Tabron provides the boys with outlets and options, she says, such as attending local sporting events or festivals with them. The benefits of volunteering with the agency includes lifting a child up, feeding the soul, giving back to the community and helping a children reach their potential, she said.

“The bottom line is that children are our future, and we should invest our time in them and love in them,” she said.

According to Jennifer Mayer, of CASA, all volunteers are asked to commit to at least a year or serve on a case until it’s closed.

“The children we serve have already experienced so many changes and have had so many people in and out of their lives that CASA does not want to be a contributing factor to that,” Mayer said.

Though some cases don’t take quite a year, others last longer, and each case is different.

A child achieves permanence when he or she is reunited with the biological parent(s), the child is adopted or custody is transferred to a relative. A case also closes when a child “ages out” at 18, said Mayer.

“A lot of our volunteers stay beyond a year because they want to see their cases through, but once a case is closed, volunteers can decide whether they’re finished or if they want to take another case.

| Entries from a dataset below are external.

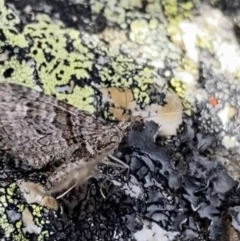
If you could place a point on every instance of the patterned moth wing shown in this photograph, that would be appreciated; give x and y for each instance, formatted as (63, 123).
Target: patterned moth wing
(37, 128)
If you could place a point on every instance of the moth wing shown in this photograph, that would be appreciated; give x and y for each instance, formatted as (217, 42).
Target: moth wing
(36, 127)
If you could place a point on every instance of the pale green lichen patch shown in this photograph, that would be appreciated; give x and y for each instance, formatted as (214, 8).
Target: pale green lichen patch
(18, 219)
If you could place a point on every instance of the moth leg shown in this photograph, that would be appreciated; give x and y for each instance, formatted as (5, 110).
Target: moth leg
(122, 165)
(70, 174)
(119, 161)
(69, 189)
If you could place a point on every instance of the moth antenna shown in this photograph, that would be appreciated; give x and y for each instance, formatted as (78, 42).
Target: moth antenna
(67, 191)
(119, 161)
(169, 113)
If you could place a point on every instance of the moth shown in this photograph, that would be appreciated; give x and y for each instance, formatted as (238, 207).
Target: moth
(38, 129)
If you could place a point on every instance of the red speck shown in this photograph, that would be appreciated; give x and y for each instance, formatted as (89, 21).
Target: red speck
(213, 101)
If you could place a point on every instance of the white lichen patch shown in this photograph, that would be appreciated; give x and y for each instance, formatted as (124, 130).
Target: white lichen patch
(168, 117)
(29, 225)
(153, 232)
(226, 114)
(35, 193)
(229, 142)
(212, 31)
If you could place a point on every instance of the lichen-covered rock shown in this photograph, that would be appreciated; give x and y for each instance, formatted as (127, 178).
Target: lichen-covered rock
(120, 59)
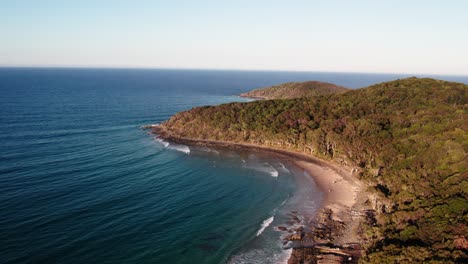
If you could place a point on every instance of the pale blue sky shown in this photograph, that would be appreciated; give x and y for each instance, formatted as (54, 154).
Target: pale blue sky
(328, 35)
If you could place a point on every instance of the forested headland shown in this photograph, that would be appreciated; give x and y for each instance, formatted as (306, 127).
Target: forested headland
(408, 137)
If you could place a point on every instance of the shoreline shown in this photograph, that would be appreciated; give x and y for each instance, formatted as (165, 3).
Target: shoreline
(334, 234)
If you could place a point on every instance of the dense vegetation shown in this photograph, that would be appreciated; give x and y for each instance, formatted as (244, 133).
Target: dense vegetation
(409, 137)
(295, 90)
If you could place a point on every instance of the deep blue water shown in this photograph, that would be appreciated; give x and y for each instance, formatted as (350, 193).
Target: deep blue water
(81, 183)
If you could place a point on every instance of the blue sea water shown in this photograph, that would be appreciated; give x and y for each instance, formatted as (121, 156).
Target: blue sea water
(81, 183)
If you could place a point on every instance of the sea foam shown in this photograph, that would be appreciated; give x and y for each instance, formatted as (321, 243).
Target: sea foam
(264, 225)
(181, 148)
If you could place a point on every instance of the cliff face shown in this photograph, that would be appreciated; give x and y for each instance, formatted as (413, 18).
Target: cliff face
(409, 137)
(295, 90)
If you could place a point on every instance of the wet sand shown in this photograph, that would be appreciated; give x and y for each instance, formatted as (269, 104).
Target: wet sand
(340, 213)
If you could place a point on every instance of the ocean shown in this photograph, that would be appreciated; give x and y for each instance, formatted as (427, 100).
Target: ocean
(80, 182)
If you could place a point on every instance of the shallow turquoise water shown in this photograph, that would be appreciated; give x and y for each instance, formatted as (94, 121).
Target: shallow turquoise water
(81, 183)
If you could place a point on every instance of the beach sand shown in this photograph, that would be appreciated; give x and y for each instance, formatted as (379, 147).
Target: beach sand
(342, 209)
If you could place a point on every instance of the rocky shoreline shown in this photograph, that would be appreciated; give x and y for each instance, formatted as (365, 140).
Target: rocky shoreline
(333, 236)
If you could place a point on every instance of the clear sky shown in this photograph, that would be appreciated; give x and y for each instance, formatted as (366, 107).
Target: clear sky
(411, 36)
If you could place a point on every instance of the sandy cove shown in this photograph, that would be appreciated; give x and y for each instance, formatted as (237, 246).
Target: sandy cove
(335, 232)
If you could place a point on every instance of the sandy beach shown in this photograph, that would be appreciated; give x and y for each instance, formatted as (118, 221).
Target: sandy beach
(340, 214)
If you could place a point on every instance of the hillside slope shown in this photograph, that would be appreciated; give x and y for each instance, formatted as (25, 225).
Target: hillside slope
(295, 90)
(409, 137)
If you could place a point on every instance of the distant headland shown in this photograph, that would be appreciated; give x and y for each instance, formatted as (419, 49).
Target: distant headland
(391, 158)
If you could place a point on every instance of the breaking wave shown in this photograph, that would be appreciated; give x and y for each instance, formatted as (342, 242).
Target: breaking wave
(264, 225)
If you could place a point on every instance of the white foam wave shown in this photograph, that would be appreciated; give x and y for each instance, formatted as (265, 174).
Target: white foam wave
(164, 143)
(284, 167)
(181, 148)
(271, 170)
(258, 256)
(265, 167)
(206, 149)
(264, 225)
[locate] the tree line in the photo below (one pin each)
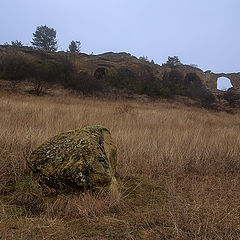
(45, 38)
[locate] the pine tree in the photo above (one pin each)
(75, 46)
(44, 38)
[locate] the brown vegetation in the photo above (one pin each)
(178, 171)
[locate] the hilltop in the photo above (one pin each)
(102, 73)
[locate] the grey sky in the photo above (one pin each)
(202, 32)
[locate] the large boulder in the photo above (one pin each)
(75, 160)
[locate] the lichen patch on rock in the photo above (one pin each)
(75, 160)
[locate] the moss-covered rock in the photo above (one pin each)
(75, 160)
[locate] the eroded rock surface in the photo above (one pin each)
(75, 160)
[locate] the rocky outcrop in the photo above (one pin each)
(75, 160)
(103, 64)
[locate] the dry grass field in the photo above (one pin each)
(178, 166)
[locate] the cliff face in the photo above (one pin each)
(108, 62)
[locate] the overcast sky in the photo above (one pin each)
(202, 32)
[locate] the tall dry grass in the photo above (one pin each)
(192, 153)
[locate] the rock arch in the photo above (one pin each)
(211, 79)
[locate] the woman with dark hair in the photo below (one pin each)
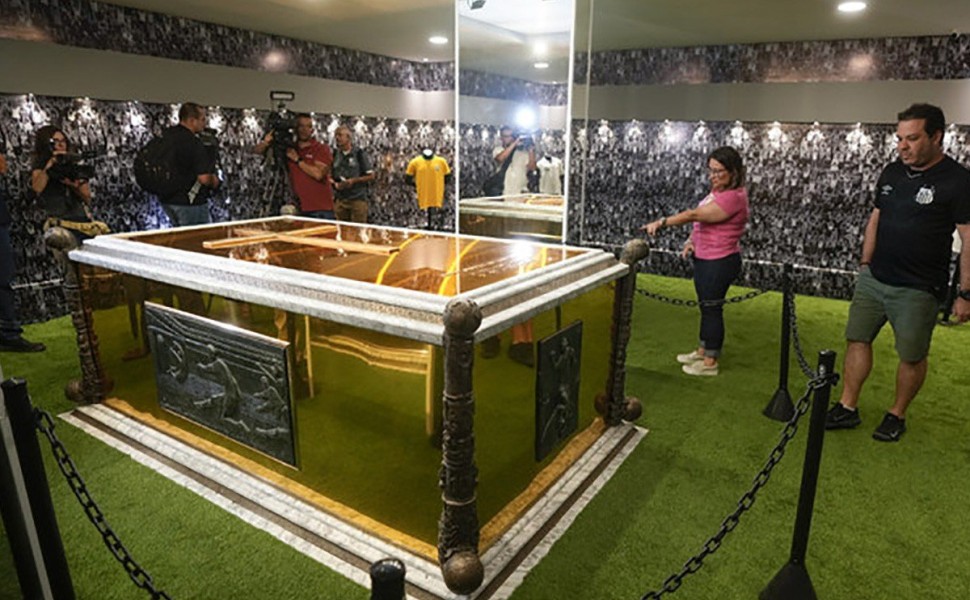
(719, 221)
(65, 200)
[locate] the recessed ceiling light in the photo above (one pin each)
(852, 6)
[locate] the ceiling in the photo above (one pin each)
(401, 28)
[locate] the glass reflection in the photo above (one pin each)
(515, 60)
(440, 264)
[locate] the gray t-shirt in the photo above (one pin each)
(347, 165)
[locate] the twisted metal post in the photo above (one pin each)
(614, 406)
(91, 387)
(458, 532)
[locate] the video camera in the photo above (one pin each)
(73, 166)
(282, 122)
(526, 137)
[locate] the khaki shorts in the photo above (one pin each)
(911, 312)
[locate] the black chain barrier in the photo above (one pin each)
(796, 342)
(694, 564)
(682, 302)
(45, 423)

Many will take a break for a few months and come back for another case,” Mayer said.

The example Mayer provided is that of CASA volunteer Kim Littles, also of Zachary, who is about to enter her 10th year as a volunteer.

While teaching in the Zachary school system, Littles said she met a CASA volunteer on career day and thought she herself would make a great volunteer.

The mother of six children, Littles attended a CASA orientation and said it was one of those issues that continued to tug at her heartstrings.

“I knew that to whom much is given, much is required, so when I thought of my own autistic son, I knew I had to help as many children as I could to live productive lives,” Littles said.

Though she’s never volunteered for anything like CASA before, she has been involved in autism organizations the past 13 years and was the ZHS Interact sponsor for nine years, so volunteering and putting service above self is always at the forefront of who she is, added Littles.

“Volunteering as a CASA is fulfilling most times, but other times, it’s emotionally draining. Especially when you hear the children’s stories. It’s hard to believe that some parents don’t want to give their children the best lives they can,” said Littles. “It is amazing that you have to have a license to teach, be a doctor or lawyer and to fish or hunt but not to have children.”

She has seen lives changed while volunteering for CASA, and though some of her cases may not turn out like she expected, as long as she does her best and advocates for the child to the best of her ability, she knows it’s been a success.

Mayer said there is no special background or education required to become a CASA, though volunteers do undergo training and each works under the direct supervision of someone on the CASA staff.

“We accept people from all walks of life because our kids come from all walks of life. The minimum age to become a CASA is 21, but other than that, we are looking for people who are willing to get involved and to learn and for caring individuals who want to make a difference,” added Mayer.

Presently, 87 volunteers serve 164 children through CASA. In 2015, CASA had 152 volunteers and served 330 youth.